KXGymUK, by husband-and-wife firm Thorp Design, gives London a thoroughly civilized way to exercise
Mary Killen -- Interior Design, 10/1/2002 12:00:00 AM
The Brompton Cross area is London's understated center of rich chic. With a rarefied but village-y collection of restaurants and fashion boutiques, all anchored by the Conran Shop in the landmarked Michelin building, the area had everything going for it—or almost everything. So when a two-floor, 16,000-square-foot space came on the market, investment banker turned entrepreneur Simon Fry moved quickly.
"Compared to hotels, gyms in the U.K. still tend to be rather utilitarian, like petrol stations," points out Fry—who gives credit for this observation to his fitness-loving wife. "When you say, 'gym,' what comes to mind is hot sweaty bodies, not beautiful people. There's no reason why a gym shouldn't be a lifestyle experience, emphasizing all-around well-being." For Fry's KXGymUK, those hired to produce said sense of well-being are Thorp Design's James and Philippa Thorp. She is the "creative one," says her husband; he is the one with the stamina and resolve to tackle any structural problem. His past triumphs have included an underground network of tunnels for Burmese wildcats whose London owner wanted to give them a "wilderness experience" without risk of their straying into neighboring gardens. Another engineering feat, this one part of a residential conversion in Mayfair, involved using aircraft-lifting technology to scoop cars out of a beautiful courtyard and deposit them in an underground car park.
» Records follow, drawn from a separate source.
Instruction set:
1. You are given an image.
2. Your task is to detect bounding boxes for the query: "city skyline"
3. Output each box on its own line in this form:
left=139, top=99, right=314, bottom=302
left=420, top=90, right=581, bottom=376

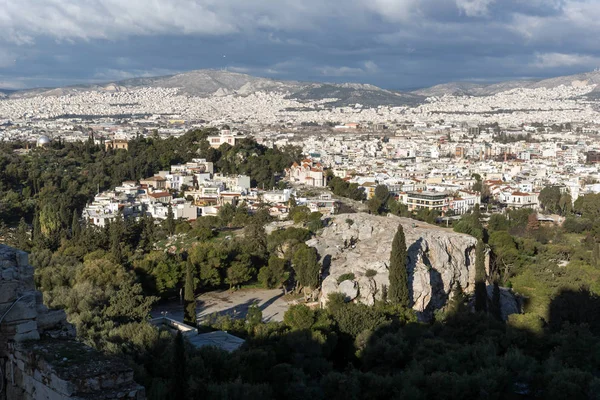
left=0, top=0, right=599, bottom=90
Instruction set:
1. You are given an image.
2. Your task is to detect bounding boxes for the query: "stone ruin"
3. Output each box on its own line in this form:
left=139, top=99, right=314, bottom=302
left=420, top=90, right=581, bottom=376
left=0, top=244, right=145, bottom=400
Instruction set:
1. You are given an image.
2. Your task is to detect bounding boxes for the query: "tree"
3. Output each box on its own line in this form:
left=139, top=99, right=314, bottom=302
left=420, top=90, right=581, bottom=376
left=559, top=193, right=573, bottom=216
left=490, top=280, right=502, bottom=321
left=526, top=212, right=540, bottom=233
left=184, top=261, right=197, bottom=326
left=32, top=211, right=43, bottom=248
left=446, top=283, right=466, bottom=317
left=109, top=214, right=125, bottom=264
left=258, top=256, right=289, bottom=290
left=388, top=224, right=409, bottom=307
left=453, top=206, right=483, bottom=240
left=172, top=331, right=187, bottom=400
left=539, top=186, right=561, bottom=213
left=165, top=204, right=175, bottom=236
left=16, top=217, right=30, bottom=251
left=226, top=254, right=254, bottom=289
left=474, top=240, right=487, bottom=313
left=291, top=244, right=321, bottom=298
left=71, top=210, right=81, bottom=240
left=246, top=302, right=263, bottom=327
left=367, top=185, right=390, bottom=215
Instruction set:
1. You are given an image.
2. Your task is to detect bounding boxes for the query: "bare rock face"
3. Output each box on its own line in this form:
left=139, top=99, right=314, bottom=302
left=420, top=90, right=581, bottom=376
left=309, top=214, right=480, bottom=318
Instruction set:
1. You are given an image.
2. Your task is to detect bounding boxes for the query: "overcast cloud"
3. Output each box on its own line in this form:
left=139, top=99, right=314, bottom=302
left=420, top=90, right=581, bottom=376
left=0, top=0, right=599, bottom=89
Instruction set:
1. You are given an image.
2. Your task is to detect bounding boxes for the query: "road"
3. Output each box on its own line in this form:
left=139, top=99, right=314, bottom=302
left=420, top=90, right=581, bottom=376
left=152, top=288, right=292, bottom=324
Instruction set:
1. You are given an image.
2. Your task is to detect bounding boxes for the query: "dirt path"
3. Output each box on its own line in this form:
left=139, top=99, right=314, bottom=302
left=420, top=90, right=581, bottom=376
left=152, top=288, right=293, bottom=323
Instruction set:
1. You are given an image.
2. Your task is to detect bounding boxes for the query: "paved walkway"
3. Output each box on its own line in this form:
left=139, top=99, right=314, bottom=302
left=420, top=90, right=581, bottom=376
left=152, top=288, right=291, bottom=323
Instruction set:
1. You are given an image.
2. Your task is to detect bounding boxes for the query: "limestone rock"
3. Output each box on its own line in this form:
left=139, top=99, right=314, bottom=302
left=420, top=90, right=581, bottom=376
left=337, top=280, right=359, bottom=301
left=311, top=213, right=480, bottom=319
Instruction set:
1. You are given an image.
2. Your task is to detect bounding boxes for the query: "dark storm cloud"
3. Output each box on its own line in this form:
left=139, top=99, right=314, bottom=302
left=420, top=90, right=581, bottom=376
left=0, top=0, right=598, bottom=90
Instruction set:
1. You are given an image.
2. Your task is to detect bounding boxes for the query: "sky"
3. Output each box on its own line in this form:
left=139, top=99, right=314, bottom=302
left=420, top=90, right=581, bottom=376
left=0, top=0, right=599, bottom=90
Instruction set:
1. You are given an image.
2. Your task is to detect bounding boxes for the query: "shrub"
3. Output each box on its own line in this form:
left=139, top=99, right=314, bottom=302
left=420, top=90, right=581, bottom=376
left=365, top=269, right=377, bottom=278
left=337, top=273, right=356, bottom=284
Fry had worked with the couple before, on his residence and his yacht. "We share a lot of thought processes," he says. Seeing eye to eye was clearly essential, given the time frame: only 13 months between starting the project and welcoming the first of KXGymUK's sophisticated, often international members to the facility. ArchiCAD software's advanced virtual-reality and 3-D imaging capabilities put the visualization process on fast-forward. Construction moved ahead at a similar pace. "We had, on average, 100 people on-site every day. Making sure they all did their jobs was probably the most difficult part," says James Thorp. But, he continues, time constraints were in some ways an advantage in bringing together, managing, and coordinating the team on behalf of his client: "If you had infinite time, you would come up with an infinite number of design solutions. The skill is in knowing when to stop."
Among the distinctive solutions at KXGymUK are 13-foot ceilings and Alice in Wonderland double-size doors. Rather than feeling dwarfed, as the doors swing steadily but lightly open, one feels curiously aggrandized—even when merely passing through to the loo. Curiouser and curiouser, though, an atmosphere of genuine serenity pervades KXGymUK. Is this a natural consequence of the gym's menu of relaxation treatments, ranging from Indian head massage through flotation tanks and Chi yoga? Or is the calm an architectural construct?
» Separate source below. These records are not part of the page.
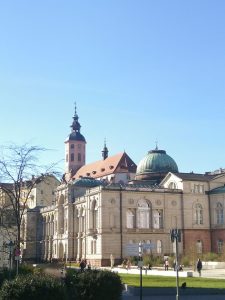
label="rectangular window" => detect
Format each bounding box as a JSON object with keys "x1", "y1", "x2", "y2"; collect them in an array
[
  {"x1": 218, "y1": 240, "x2": 223, "y2": 253},
  {"x1": 194, "y1": 184, "x2": 204, "y2": 194},
  {"x1": 71, "y1": 153, "x2": 74, "y2": 161},
  {"x1": 78, "y1": 153, "x2": 81, "y2": 162},
  {"x1": 71, "y1": 144, "x2": 74, "y2": 149}
]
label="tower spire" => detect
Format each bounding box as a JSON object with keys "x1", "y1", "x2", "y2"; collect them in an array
[
  {"x1": 71, "y1": 102, "x2": 81, "y2": 132},
  {"x1": 74, "y1": 101, "x2": 77, "y2": 117},
  {"x1": 102, "y1": 138, "x2": 109, "y2": 160}
]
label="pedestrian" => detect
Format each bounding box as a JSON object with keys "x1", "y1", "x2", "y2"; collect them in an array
[
  {"x1": 196, "y1": 258, "x2": 202, "y2": 277},
  {"x1": 164, "y1": 258, "x2": 169, "y2": 271},
  {"x1": 173, "y1": 259, "x2": 176, "y2": 271},
  {"x1": 127, "y1": 259, "x2": 131, "y2": 270},
  {"x1": 79, "y1": 259, "x2": 86, "y2": 272}
]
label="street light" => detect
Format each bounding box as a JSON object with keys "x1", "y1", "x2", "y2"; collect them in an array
[
  {"x1": 138, "y1": 241, "x2": 143, "y2": 300},
  {"x1": 170, "y1": 229, "x2": 181, "y2": 300}
]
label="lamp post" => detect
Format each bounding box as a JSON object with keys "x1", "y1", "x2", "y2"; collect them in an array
[
  {"x1": 138, "y1": 241, "x2": 143, "y2": 300},
  {"x1": 170, "y1": 229, "x2": 181, "y2": 300}
]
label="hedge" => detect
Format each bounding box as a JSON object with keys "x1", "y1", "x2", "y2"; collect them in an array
[
  {"x1": 0, "y1": 273, "x2": 66, "y2": 300},
  {"x1": 65, "y1": 269, "x2": 123, "y2": 300}
]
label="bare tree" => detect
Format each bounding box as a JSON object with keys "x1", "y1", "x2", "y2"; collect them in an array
[{"x1": 0, "y1": 143, "x2": 59, "y2": 253}]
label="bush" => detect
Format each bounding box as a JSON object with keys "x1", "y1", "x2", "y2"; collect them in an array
[
  {"x1": 0, "y1": 269, "x2": 14, "y2": 288},
  {"x1": 65, "y1": 269, "x2": 123, "y2": 300},
  {"x1": 180, "y1": 255, "x2": 190, "y2": 267},
  {"x1": 0, "y1": 274, "x2": 66, "y2": 300},
  {"x1": 202, "y1": 252, "x2": 219, "y2": 262},
  {"x1": 129, "y1": 256, "x2": 139, "y2": 266}
]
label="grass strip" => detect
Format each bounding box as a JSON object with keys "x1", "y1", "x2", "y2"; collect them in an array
[{"x1": 120, "y1": 274, "x2": 225, "y2": 289}]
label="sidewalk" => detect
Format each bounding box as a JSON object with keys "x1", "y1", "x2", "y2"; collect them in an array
[
  {"x1": 111, "y1": 266, "x2": 225, "y2": 279},
  {"x1": 123, "y1": 294, "x2": 225, "y2": 300}
]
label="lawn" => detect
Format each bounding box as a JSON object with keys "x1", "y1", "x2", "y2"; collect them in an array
[{"x1": 120, "y1": 274, "x2": 225, "y2": 289}]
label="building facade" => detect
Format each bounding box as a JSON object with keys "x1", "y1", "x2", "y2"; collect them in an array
[{"x1": 33, "y1": 107, "x2": 225, "y2": 266}]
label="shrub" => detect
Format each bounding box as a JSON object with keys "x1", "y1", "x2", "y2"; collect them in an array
[
  {"x1": 0, "y1": 269, "x2": 15, "y2": 288},
  {"x1": 65, "y1": 269, "x2": 123, "y2": 300},
  {"x1": 180, "y1": 255, "x2": 190, "y2": 267},
  {"x1": 0, "y1": 274, "x2": 66, "y2": 300},
  {"x1": 202, "y1": 252, "x2": 219, "y2": 262},
  {"x1": 129, "y1": 256, "x2": 139, "y2": 266},
  {"x1": 18, "y1": 264, "x2": 35, "y2": 275}
]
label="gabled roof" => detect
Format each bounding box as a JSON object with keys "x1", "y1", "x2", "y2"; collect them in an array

The mood music helps, of course. So does the halogen lighting, recessed into floors and shadow gaps in ceilings for glare-free brightness. Each exercise studio is separately climate-controlled to make sure the temperature is always just right. And high ceilings, tall doors, enfilades, and long vanishing points say "this is a bigger space" than it really is. Case in point: the premises are in fact too small for a pool. Initially, this worried James Thorp—until he came to the realization that most people who go to a gym like to know that a pool exists but actually tend not to use it. (Why swim when, with treadmills and stationary bicycles, you can watch television or play interactive games?)
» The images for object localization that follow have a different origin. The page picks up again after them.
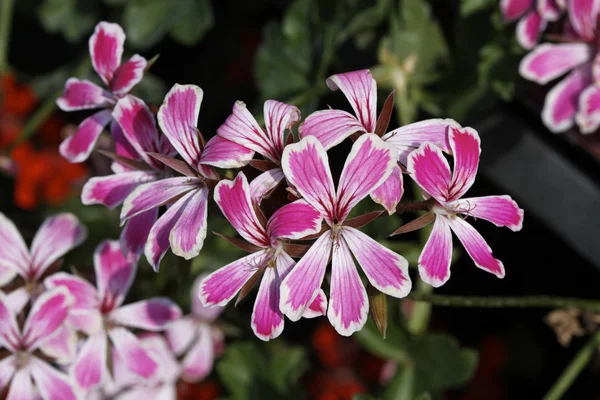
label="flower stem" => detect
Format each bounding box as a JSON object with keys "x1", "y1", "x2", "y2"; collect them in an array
[
  {"x1": 408, "y1": 280, "x2": 432, "y2": 335},
  {"x1": 543, "y1": 330, "x2": 600, "y2": 400},
  {"x1": 0, "y1": 0, "x2": 15, "y2": 74},
  {"x1": 395, "y1": 198, "x2": 435, "y2": 214},
  {"x1": 408, "y1": 293, "x2": 600, "y2": 312}
]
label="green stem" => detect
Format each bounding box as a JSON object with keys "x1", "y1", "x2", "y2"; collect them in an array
[
  {"x1": 409, "y1": 293, "x2": 600, "y2": 312},
  {"x1": 0, "y1": 0, "x2": 15, "y2": 74},
  {"x1": 408, "y1": 281, "x2": 432, "y2": 335},
  {"x1": 543, "y1": 330, "x2": 600, "y2": 400}
]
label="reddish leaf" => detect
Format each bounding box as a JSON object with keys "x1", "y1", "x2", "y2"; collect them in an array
[
  {"x1": 250, "y1": 159, "x2": 278, "y2": 172},
  {"x1": 344, "y1": 211, "x2": 383, "y2": 229},
  {"x1": 97, "y1": 150, "x2": 151, "y2": 171},
  {"x1": 236, "y1": 267, "x2": 265, "y2": 306},
  {"x1": 390, "y1": 212, "x2": 435, "y2": 236},
  {"x1": 282, "y1": 243, "x2": 311, "y2": 258},
  {"x1": 147, "y1": 152, "x2": 196, "y2": 177},
  {"x1": 213, "y1": 232, "x2": 262, "y2": 253},
  {"x1": 375, "y1": 90, "x2": 395, "y2": 136}
]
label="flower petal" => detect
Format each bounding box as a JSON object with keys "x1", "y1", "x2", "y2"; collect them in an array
[
  {"x1": 568, "y1": 0, "x2": 600, "y2": 41},
  {"x1": 249, "y1": 168, "x2": 285, "y2": 205},
  {"x1": 327, "y1": 69, "x2": 377, "y2": 133},
  {"x1": 89, "y1": 21, "x2": 124, "y2": 85},
  {"x1": 0, "y1": 355, "x2": 16, "y2": 390},
  {"x1": 0, "y1": 291, "x2": 20, "y2": 351},
  {"x1": 281, "y1": 136, "x2": 336, "y2": 225},
  {"x1": 157, "y1": 84, "x2": 203, "y2": 168},
  {"x1": 181, "y1": 323, "x2": 214, "y2": 382},
  {"x1": 0, "y1": 266, "x2": 16, "y2": 288},
  {"x1": 67, "y1": 309, "x2": 103, "y2": 335},
  {"x1": 542, "y1": 66, "x2": 592, "y2": 133},
  {"x1": 59, "y1": 109, "x2": 112, "y2": 163},
  {"x1": 199, "y1": 135, "x2": 254, "y2": 169},
  {"x1": 56, "y1": 78, "x2": 113, "y2": 111},
  {"x1": 516, "y1": 10, "x2": 546, "y2": 50},
  {"x1": 447, "y1": 217, "x2": 505, "y2": 278},
  {"x1": 251, "y1": 266, "x2": 285, "y2": 341},
  {"x1": 82, "y1": 171, "x2": 157, "y2": 209},
  {"x1": 94, "y1": 240, "x2": 136, "y2": 311},
  {"x1": 280, "y1": 233, "x2": 333, "y2": 322},
  {"x1": 214, "y1": 173, "x2": 269, "y2": 247},
  {"x1": 342, "y1": 226, "x2": 411, "y2": 298},
  {"x1": 108, "y1": 327, "x2": 158, "y2": 380},
  {"x1": 217, "y1": 101, "x2": 275, "y2": 161},
  {"x1": 39, "y1": 324, "x2": 77, "y2": 364},
  {"x1": 264, "y1": 100, "x2": 300, "y2": 158},
  {"x1": 71, "y1": 332, "x2": 107, "y2": 390},
  {"x1": 0, "y1": 212, "x2": 30, "y2": 279},
  {"x1": 538, "y1": 0, "x2": 562, "y2": 19},
  {"x1": 120, "y1": 208, "x2": 158, "y2": 261},
  {"x1": 336, "y1": 134, "x2": 398, "y2": 222},
  {"x1": 519, "y1": 43, "x2": 592, "y2": 84},
  {"x1": 165, "y1": 317, "x2": 196, "y2": 355},
  {"x1": 576, "y1": 84, "x2": 600, "y2": 133},
  {"x1": 266, "y1": 200, "x2": 323, "y2": 244},
  {"x1": 418, "y1": 215, "x2": 453, "y2": 287},
  {"x1": 192, "y1": 275, "x2": 225, "y2": 321},
  {"x1": 111, "y1": 120, "x2": 140, "y2": 173},
  {"x1": 370, "y1": 164, "x2": 403, "y2": 215},
  {"x1": 500, "y1": 0, "x2": 534, "y2": 20},
  {"x1": 302, "y1": 289, "x2": 327, "y2": 319},
  {"x1": 328, "y1": 236, "x2": 368, "y2": 336},
  {"x1": 7, "y1": 367, "x2": 35, "y2": 400},
  {"x1": 448, "y1": 127, "x2": 481, "y2": 201},
  {"x1": 169, "y1": 187, "x2": 209, "y2": 259},
  {"x1": 22, "y1": 287, "x2": 73, "y2": 350},
  {"x1": 111, "y1": 54, "x2": 147, "y2": 96},
  {"x1": 6, "y1": 287, "x2": 29, "y2": 314},
  {"x1": 109, "y1": 298, "x2": 182, "y2": 331},
  {"x1": 30, "y1": 357, "x2": 78, "y2": 400},
  {"x1": 299, "y1": 109, "x2": 366, "y2": 150},
  {"x1": 407, "y1": 142, "x2": 451, "y2": 204},
  {"x1": 120, "y1": 176, "x2": 201, "y2": 222},
  {"x1": 199, "y1": 250, "x2": 269, "y2": 307},
  {"x1": 44, "y1": 272, "x2": 99, "y2": 309},
  {"x1": 452, "y1": 195, "x2": 524, "y2": 231}
]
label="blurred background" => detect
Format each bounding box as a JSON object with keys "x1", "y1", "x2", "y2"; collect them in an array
[{"x1": 1, "y1": 0, "x2": 600, "y2": 399}]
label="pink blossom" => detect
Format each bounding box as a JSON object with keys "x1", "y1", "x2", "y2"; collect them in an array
[
  {"x1": 199, "y1": 172, "x2": 326, "y2": 340},
  {"x1": 406, "y1": 127, "x2": 524, "y2": 287},
  {"x1": 58, "y1": 22, "x2": 148, "y2": 163},
  {"x1": 519, "y1": 0, "x2": 600, "y2": 133},
  {"x1": 279, "y1": 134, "x2": 411, "y2": 336},
  {"x1": 300, "y1": 69, "x2": 460, "y2": 214},
  {"x1": 0, "y1": 288, "x2": 79, "y2": 400},
  {"x1": 165, "y1": 275, "x2": 225, "y2": 381},
  {"x1": 120, "y1": 84, "x2": 253, "y2": 270},
  {"x1": 45, "y1": 241, "x2": 181, "y2": 391},
  {"x1": 501, "y1": 0, "x2": 563, "y2": 49}
]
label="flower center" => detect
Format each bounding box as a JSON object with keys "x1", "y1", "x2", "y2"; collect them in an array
[{"x1": 15, "y1": 351, "x2": 30, "y2": 369}]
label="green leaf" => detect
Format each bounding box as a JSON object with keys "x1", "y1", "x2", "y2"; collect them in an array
[
  {"x1": 169, "y1": 0, "x2": 214, "y2": 46},
  {"x1": 460, "y1": 0, "x2": 496, "y2": 16},
  {"x1": 38, "y1": 0, "x2": 97, "y2": 42},
  {"x1": 268, "y1": 345, "x2": 309, "y2": 392},
  {"x1": 131, "y1": 72, "x2": 166, "y2": 106},
  {"x1": 217, "y1": 342, "x2": 265, "y2": 400}
]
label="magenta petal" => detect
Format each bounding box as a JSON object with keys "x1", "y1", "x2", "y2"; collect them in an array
[
  {"x1": 22, "y1": 288, "x2": 73, "y2": 350},
  {"x1": 266, "y1": 200, "x2": 323, "y2": 243},
  {"x1": 252, "y1": 267, "x2": 285, "y2": 341},
  {"x1": 452, "y1": 195, "x2": 524, "y2": 231},
  {"x1": 89, "y1": 21, "x2": 125, "y2": 85},
  {"x1": 199, "y1": 135, "x2": 254, "y2": 169},
  {"x1": 0, "y1": 212, "x2": 30, "y2": 279},
  {"x1": 45, "y1": 272, "x2": 99, "y2": 309},
  {"x1": 280, "y1": 233, "x2": 332, "y2": 322},
  {"x1": 111, "y1": 54, "x2": 147, "y2": 96},
  {"x1": 217, "y1": 101, "x2": 275, "y2": 162},
  {"x1": 140, "y1": 334, "x2": 181, "y2": 384},
  {"x1": 199, "y1": 250, "x2": 269, "y2": 307},
  {"x1": 157, "y1": 84, "x2": 204, "y2": 168},
  {"x1": 576, "y1": 84, "x2": 600, "y2": 133},
  {"x1": 370, "y1": 164, "x2": 403, "y2": 215},
  {"x1": 327, "y1": 69, "x2": 377, "y2": 133},
  {"x1": 192, "y1": 275, "x2": 225, "y2": 321},
  {"x1": 169, "y1": 187, "x2": 208, "y2": 259},
  {"x1": 82, "y1": 171, "x2": 157, "y2": 209},
  {"x1": 7, "y1": 367, "x2": 35, "y2": 400},
  {"x1": 0, "y1": 292, "x2": 20, "y2": 351},
  {"x1": 120, "y1": 209, "x2": 158, "y2": 261},
  {"x1": 342, "y1": 227, "x2": 411, "y2": 298},
  {"x1": 165, "y1": 317, "x2": 196, "y2": 355},
  {"x1": 71, "y1": 333, "x2": 107, "y2": 390},
  {"x1": 39, "y1": 324, "x2": 77, "y2": 364},
  {"x1": 542, "y1": 66, "x2": 592, "y2": 133},
  {"x1": 500, "y1": 0, "x2": 534, "y2": 20},
  {"x1": 6, "y1": 287, "x2": 29, "y2": 314},
  {"x1": 516, "y1": 10, "x2": 546, "y2": 50},
  {"x1": 568, "y1": 0, "x2": 600, "y2": 41},
  {"x1": 30, "y1": 357, "x2": 78, "y2": 400},
  {"x1": 448, "y1": 217, "x2": 505, "y2": 278},
  {"x1": 328, "y1": 236, "x2": 368, "y2": 336},
  {"x1": 109, "y1": 298, "x2": 182, "y2": 331},
  {"x1": 214, "y1": 173, "x2": 269, "y2": 247},
  {"x1": 447, "y1": 127, "x2": 481, "y2": 201},
  {"x1": 407, "y1": 142, "x2": 451, "y2": 204},
  {"x1": 281, "y1": 136, "x2": 337, "y2": 225},
  {"x1": 418, "y1": 215, "x2": 453, "y2": 287},
  {"x1": 94, "y1": 240, "x2": 136, "y2": 311},
  {"x1": 67, "y1": 309, "x2": 103, "y2": 336},
  {"x1": 0, "y1": 266, "x2": 16, "y2": 288},
  {"x1": 59, "y1": 109, "x2": 112, "y2": 163},
  {"x1": 181, "y1": 323, "x2": 214, "y2": 382},
  {"x1": 111, "y1": 120, "x2": 140, "y2": 171},
  {"x1": 249, "y1": 168, "x2": 285, "y2": 205},
  {"x1": 264, "y1": 100, "x2": 301, "y2": 158},
  {"x1": 302, "y1": 289, "x2": 327, "y2": 319},
  {"x1": 108, "y1": 327, "x2": 158, "y2": 380},
  {"x1": 519, "y1": 43, "x2": 592, "y2": 84},
  {"x1": 299, "y1": 109, "x2": 366, "y2": 150},
  {"x1": 0, "y1": 355, "x2": 16, "y2": 390},
  {"x1": 57, "y1": 78, "x2": 113, "y2": 111}
]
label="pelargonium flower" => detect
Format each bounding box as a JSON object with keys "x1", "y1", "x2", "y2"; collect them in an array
[
  {"x1": 45, "y1": 240, "x2": 182, "y2": 391},
  {"x1": 279, "y1": 134, "x2": 411, "y2": 336},
  {"x1": 0, "y1": 288, "x2": 79, "y2": 400},
  {"x1": 0, "y1": 212, "x2": 86, "y2": 309},
  {"x1": 166, "y1": 275, "x2": 225, "y2": 381},
  {"x1": 217, "y1": 100, "x2": 300, "y2": 202},
  {"x1": 300, "y1": 69, "x2": 459, "y2": 214},
  {"x1": 82, "y1": 95, "x2": 175, "y2": 260},
  {"x1": 121, "y1": 84, "x2": 253, "y2": 270},
  {"x1": 501, "y1": 0, "x2": 562, "y2": 49},
  {"x1": 405, "y1": 127, "x2": 524, "y2": 287},
  {"x1": 519, "y1": 0, "x2": 600, "y2": 133},
  {"x1": 58, "y1": 22, "x2": 147, "y2": 163},
  {"x1": 199, "y1": 172, "x2": 327, "y2": 340}
]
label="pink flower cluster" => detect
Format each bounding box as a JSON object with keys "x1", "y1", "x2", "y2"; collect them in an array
[{"x1": 48, "y1": 20, "x2": 524, "y2": 358}]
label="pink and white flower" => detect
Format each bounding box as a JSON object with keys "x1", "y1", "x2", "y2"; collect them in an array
[
  {"x1": 0, "y1": 288, "x2": 79, "y2": 400},
  {"x1": 217, "y1": 100, "x2": 300, "y2": 203},
  {"x1": 519, "y1": 0, "x2": 600, "y2": 133},
  {"x1": 166, "y1": 275, "x2": 225, "y2": 381},
  {"x1": 121, "y1": 84, "x2": 253, "y2": 270},
  {"x1": 279, "y1": 134, "x2": 411, "y2": 336},
  {"x1": 300, "y1": 69, "x2": 460, "y2": 214},
  {"x1": 58, "y1": 22, "x2": 148, "y2": 163},
  {"x1": 406, "y1": 127, "x2": 524, "y2": 287},
  {"x1": 45, "y1": 240, "x2": 181, "y2": 391},
  {"x1": 199, "y1": 172, "x2": 326, "y2": 340},
  {"x1": 501, "y1": 0, "x2": 562, "y2": 49}
]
Throughout, Thorp Design relied on a very restricted palette of colors and materials. Tobacco, tan, ocher, and black predominate, suggesting opulence and sumptuousness. Panels and doors are Macassar ebony; floors are hammered-limestone in some areas, teak with polyurethane-based caulking in others. The front desk combines steel-clad honed limestone, etched glass, and sharkskin inlay. "As soon as you have wood, stone, and leather, you have the perfect combination," says James Thorp.
Add to the Thorps' total attention to visual detail—all one would expect for this Oxbridge of gyms—the relaxed manner of the carefully educated trainers in charge of the exercise classes, top-of-the-line equipment, and clever motivational Fitlinxx program, which measures heart rate, calorie burning, and other stats, then sends them to the member's trainer for monitoring. Then there's the fact that no cash need change hands; all transactions are accomplished with a swipe of a key fob whose leather pouch holds a chip embedded with account data. (Bill Amberg, who spearheaded the revival of vegetable-tanned leather in the 1980s, designed the pouch.) Not to mention that cell phones don't work within. The final element of aesthetic harmony? "No baggy vests," declares the rule book.